Tissue sterilization methods known in the art have undesirable attributes. Gamma irradiation, in order to ensure destruction of pathogens, such as the human immunodeficiency virus (HIV), has to be used at doses that result in tissue destruction.
Use of ethylene oxide has been found to result in implants that on intraarticular transplantation produce inflammatory responses. However, this was observed only with soft tissue allografts used for ACL replacements. The phenomenon could not be reproduced experimentally.

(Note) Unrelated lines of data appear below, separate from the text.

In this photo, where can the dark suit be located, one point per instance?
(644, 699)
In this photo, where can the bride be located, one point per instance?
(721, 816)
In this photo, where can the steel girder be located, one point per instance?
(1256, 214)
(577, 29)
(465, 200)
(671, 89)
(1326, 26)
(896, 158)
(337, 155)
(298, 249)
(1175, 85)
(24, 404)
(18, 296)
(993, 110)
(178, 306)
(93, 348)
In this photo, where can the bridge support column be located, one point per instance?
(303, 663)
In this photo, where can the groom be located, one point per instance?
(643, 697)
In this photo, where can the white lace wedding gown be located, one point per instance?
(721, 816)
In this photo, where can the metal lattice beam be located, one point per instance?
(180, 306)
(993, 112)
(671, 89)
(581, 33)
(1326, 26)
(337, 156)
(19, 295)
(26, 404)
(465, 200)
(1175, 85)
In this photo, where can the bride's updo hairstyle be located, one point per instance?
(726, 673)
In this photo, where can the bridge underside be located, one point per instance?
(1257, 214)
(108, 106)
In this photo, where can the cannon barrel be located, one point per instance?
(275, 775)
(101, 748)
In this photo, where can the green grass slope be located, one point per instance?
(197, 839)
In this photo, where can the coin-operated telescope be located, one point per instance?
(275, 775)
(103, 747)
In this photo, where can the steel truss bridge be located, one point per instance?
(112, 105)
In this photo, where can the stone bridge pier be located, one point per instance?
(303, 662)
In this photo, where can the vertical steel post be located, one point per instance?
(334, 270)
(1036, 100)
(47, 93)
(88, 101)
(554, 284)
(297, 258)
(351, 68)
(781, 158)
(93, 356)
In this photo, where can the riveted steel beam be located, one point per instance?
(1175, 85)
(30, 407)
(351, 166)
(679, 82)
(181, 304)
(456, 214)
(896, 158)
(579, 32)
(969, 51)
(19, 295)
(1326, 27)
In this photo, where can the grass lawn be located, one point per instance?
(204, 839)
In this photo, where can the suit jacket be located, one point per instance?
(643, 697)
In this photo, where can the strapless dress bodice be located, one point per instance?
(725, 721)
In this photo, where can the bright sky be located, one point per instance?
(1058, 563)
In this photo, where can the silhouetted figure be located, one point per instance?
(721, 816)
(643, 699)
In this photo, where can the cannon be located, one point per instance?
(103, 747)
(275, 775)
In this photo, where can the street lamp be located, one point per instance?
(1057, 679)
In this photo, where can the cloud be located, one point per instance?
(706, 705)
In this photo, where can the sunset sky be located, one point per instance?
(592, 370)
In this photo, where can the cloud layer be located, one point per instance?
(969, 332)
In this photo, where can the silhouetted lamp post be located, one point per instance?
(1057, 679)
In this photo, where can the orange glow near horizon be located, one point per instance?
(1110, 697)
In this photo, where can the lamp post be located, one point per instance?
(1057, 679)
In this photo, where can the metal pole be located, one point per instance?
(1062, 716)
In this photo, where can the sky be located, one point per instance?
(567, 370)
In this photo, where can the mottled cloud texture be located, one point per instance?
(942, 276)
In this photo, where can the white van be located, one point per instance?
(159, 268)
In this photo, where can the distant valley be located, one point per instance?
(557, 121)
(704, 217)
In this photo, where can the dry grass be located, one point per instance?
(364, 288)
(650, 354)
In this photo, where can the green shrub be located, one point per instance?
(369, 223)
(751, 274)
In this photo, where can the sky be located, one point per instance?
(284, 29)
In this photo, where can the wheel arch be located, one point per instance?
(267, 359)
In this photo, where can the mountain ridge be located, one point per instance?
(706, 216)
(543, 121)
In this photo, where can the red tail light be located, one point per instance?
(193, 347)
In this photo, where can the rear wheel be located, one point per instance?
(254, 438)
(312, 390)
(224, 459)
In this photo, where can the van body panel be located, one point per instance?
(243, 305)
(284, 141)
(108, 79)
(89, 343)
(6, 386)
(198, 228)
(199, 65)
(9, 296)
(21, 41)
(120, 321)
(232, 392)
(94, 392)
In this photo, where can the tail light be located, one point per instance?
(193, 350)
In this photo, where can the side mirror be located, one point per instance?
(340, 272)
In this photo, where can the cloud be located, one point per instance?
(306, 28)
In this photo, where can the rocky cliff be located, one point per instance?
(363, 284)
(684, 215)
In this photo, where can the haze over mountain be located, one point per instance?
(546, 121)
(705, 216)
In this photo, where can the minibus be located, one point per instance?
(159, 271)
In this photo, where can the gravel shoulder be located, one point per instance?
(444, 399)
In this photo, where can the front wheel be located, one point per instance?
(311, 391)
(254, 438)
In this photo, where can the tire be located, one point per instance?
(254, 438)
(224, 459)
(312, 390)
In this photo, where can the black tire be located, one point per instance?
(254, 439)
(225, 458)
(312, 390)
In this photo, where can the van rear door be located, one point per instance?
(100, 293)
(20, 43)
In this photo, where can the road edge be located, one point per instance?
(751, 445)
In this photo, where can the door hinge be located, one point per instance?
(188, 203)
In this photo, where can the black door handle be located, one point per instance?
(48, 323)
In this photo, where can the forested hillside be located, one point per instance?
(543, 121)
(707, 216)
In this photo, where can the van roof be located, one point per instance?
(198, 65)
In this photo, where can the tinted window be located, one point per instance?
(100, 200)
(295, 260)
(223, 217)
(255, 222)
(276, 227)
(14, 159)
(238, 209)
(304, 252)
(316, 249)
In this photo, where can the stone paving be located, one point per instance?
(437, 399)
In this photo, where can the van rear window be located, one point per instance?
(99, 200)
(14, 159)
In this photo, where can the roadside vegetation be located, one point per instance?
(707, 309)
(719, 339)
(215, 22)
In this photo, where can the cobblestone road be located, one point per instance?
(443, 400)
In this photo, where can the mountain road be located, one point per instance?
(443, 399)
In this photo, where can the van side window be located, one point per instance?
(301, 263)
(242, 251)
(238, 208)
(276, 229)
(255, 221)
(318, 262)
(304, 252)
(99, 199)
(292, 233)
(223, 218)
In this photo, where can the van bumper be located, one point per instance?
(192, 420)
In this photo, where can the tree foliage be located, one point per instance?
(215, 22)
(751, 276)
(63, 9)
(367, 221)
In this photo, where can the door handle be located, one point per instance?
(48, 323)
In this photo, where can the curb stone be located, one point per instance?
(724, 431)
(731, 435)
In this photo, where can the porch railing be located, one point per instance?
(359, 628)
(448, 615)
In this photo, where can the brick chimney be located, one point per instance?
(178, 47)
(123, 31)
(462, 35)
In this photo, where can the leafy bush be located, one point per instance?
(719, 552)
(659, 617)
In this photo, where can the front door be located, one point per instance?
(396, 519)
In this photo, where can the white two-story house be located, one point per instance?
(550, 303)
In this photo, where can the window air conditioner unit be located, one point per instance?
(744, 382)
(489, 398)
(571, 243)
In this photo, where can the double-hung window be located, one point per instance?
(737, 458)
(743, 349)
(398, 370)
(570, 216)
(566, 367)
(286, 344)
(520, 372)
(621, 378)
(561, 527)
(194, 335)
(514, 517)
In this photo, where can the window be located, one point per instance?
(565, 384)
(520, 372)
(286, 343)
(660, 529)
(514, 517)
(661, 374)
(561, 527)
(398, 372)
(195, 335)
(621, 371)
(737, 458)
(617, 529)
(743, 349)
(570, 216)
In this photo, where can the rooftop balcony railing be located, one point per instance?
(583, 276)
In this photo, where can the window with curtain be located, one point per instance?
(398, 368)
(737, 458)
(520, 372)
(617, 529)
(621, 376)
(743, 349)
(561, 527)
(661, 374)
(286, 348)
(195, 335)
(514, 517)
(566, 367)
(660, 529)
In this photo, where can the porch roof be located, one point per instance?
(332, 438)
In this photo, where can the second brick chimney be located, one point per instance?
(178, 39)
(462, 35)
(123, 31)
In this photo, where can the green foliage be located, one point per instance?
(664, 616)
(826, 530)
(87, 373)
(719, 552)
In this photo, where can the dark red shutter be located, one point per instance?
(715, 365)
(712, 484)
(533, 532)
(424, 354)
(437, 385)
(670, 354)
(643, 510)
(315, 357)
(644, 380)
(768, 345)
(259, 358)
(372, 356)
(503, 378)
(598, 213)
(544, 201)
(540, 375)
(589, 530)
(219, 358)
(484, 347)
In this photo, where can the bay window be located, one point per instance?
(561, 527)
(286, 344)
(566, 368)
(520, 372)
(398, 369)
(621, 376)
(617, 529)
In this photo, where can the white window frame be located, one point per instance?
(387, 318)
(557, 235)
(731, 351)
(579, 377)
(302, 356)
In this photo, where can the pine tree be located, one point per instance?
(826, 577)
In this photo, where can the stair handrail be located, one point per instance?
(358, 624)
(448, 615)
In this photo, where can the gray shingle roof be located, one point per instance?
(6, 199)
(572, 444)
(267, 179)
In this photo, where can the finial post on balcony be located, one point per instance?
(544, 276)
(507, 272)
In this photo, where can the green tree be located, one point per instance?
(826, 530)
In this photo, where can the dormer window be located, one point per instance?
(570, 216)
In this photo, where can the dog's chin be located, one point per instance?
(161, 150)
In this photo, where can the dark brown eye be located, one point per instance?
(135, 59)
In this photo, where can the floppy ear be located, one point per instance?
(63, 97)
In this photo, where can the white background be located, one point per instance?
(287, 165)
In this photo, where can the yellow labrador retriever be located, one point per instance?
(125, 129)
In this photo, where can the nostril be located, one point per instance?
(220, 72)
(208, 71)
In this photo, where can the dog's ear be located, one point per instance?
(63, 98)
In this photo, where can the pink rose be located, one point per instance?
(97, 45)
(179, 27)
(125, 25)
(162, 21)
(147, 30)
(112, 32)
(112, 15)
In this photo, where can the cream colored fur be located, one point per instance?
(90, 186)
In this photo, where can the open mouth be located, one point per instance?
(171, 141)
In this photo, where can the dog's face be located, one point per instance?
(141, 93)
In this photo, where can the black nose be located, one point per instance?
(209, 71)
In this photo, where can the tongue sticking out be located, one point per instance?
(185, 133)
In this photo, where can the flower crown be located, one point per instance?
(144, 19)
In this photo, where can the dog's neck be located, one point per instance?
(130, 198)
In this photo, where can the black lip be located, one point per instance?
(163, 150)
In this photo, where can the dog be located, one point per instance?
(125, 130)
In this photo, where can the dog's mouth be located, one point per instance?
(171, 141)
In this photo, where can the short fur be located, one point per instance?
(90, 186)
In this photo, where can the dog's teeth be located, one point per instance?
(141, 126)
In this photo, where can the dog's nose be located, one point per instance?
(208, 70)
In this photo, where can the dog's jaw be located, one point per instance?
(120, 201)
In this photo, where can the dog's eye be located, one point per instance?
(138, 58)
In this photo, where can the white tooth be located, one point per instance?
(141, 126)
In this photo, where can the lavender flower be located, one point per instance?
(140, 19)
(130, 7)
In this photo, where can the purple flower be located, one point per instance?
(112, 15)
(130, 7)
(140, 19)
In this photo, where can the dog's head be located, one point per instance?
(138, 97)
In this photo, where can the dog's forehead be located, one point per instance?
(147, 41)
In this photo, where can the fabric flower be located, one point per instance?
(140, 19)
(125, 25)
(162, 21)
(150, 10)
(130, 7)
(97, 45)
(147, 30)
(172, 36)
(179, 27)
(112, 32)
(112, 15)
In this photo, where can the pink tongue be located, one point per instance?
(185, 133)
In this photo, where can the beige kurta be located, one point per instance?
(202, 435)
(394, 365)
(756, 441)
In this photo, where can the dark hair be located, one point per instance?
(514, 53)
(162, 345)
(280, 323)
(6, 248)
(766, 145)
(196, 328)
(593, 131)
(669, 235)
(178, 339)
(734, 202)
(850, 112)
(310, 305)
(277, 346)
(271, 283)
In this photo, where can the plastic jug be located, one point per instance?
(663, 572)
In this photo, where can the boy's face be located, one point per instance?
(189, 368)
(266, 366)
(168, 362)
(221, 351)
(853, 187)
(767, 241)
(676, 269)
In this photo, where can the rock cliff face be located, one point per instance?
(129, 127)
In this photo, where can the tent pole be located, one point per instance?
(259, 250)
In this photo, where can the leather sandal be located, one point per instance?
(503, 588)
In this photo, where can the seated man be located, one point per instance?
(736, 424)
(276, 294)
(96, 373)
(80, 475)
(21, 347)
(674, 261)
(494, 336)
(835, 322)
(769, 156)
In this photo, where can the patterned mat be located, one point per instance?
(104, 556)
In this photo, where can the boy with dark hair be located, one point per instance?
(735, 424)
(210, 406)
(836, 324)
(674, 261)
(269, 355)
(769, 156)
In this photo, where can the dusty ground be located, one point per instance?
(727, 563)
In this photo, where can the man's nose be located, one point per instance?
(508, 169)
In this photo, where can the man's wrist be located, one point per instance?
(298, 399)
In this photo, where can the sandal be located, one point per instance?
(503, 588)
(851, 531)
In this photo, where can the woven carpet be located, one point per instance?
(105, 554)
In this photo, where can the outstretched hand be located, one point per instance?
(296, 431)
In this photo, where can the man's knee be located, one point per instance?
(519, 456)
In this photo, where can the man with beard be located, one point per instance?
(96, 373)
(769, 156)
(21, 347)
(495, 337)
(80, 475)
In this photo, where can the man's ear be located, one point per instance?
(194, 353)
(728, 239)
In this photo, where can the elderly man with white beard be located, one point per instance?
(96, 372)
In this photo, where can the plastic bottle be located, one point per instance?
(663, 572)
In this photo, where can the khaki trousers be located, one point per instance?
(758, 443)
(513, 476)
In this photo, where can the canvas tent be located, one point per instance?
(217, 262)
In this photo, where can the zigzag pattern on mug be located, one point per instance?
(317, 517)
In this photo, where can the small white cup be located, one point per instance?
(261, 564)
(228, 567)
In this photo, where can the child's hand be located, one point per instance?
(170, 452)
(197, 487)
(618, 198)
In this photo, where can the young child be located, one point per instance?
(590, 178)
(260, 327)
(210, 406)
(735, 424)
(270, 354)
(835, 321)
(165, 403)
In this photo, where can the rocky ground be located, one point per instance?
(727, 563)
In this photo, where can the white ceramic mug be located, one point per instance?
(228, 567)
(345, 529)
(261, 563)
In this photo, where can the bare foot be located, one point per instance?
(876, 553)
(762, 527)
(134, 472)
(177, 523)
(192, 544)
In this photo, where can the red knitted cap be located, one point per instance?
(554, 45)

Thus ETO sterilization of bone remains one of the most effective methods of tissue sterilization.
Standard chemical solution treatments may be effective in sterilizing surfaces with which the solutions are brought into contact. The major disadvantage is insufficient penetration to reach the inside of the tissues where pathogenic organisms may harbor. In view of these shortcomings, there is a long-felt/need for an optimized tissue sterilization process, which would incorporate the following features: Effective inactivation of a wide range of bacterial and viral pathogens; absence of graft toxicity; retention of desirable tissue characteristics, such as biomechanical strength and osteogenesis.
High hydrostatic pressure (HHP) had been proposed as a novel method of microbial inactivation while preserving biological and biomechanical properties of bone. High hydrostatic pressure offers limited microbial inactivation of common contaminating microorganisms, but its effectiveness is limited to barosensitive microorganisms and colonization. High hydrostatic pressure had been used in food processing for over 100 years. Many vegetative forms of microorganisms are impaired by hydrostatic pressures in the ranges of 300-600 MPa. However, HHP only reduces the viability of barosensitive organism, but does not obliterate all potentially pathogenic microorganisms.
Bone cleaning protocols involve many methods and cleaning solutions. These may be detergents, organic solvents, alcohol or similar solutes. Several physical methods are also employed; these include agitation, ultrasound, high pressure and others.
Many procedures combine bone cleaning with microbial deactivation. It is at times difficult to distinguish the processes. Alcohol and detergents are bactericidal to certain bacteria, but alcohol has poor penetration capacity. Wolfinbarger in U.S. Pat. No. 6,024,735 describes a method of removing bone marrow by employing a detergent having functionality of polyoxyethylene-23 lauryl ether, in a process termed Allowash. Biocleanse, as previously described, relies on (n-butyl) phosphate, betadyne, TritonX-100/TNBP and the like mixtures. Patent application 20080188939, filed Aug. 7, 2008 describes allograft purification process for cleaning bone. The first step is sonication of bone in non-ionic detergent followed by sonication in purified water. The process is said to produce bone allograft essentially free of bone marrow. The final step is the sonication of graft in alcohol, a step which deactivates many microorganisms, but is not intended to clean the bone.
In addition to sonication, physical means of cleaning bone allografts include pressurized flow of solutions, pressure lavage, vacuum shown in U.S. Pat. No. 5,513,662, high pressure washing which includes vigorous agitation, such as with a paint can shaker or high pressure liquid stream shown in U.S. Pat. No. 5,333,625. For the record, agitation with a paint can shaker had been used by the University of Miami Tissue Bank since 1972. Oscillating atmospheric pressure had been also described in U.S. Pat. No. 6,652,818.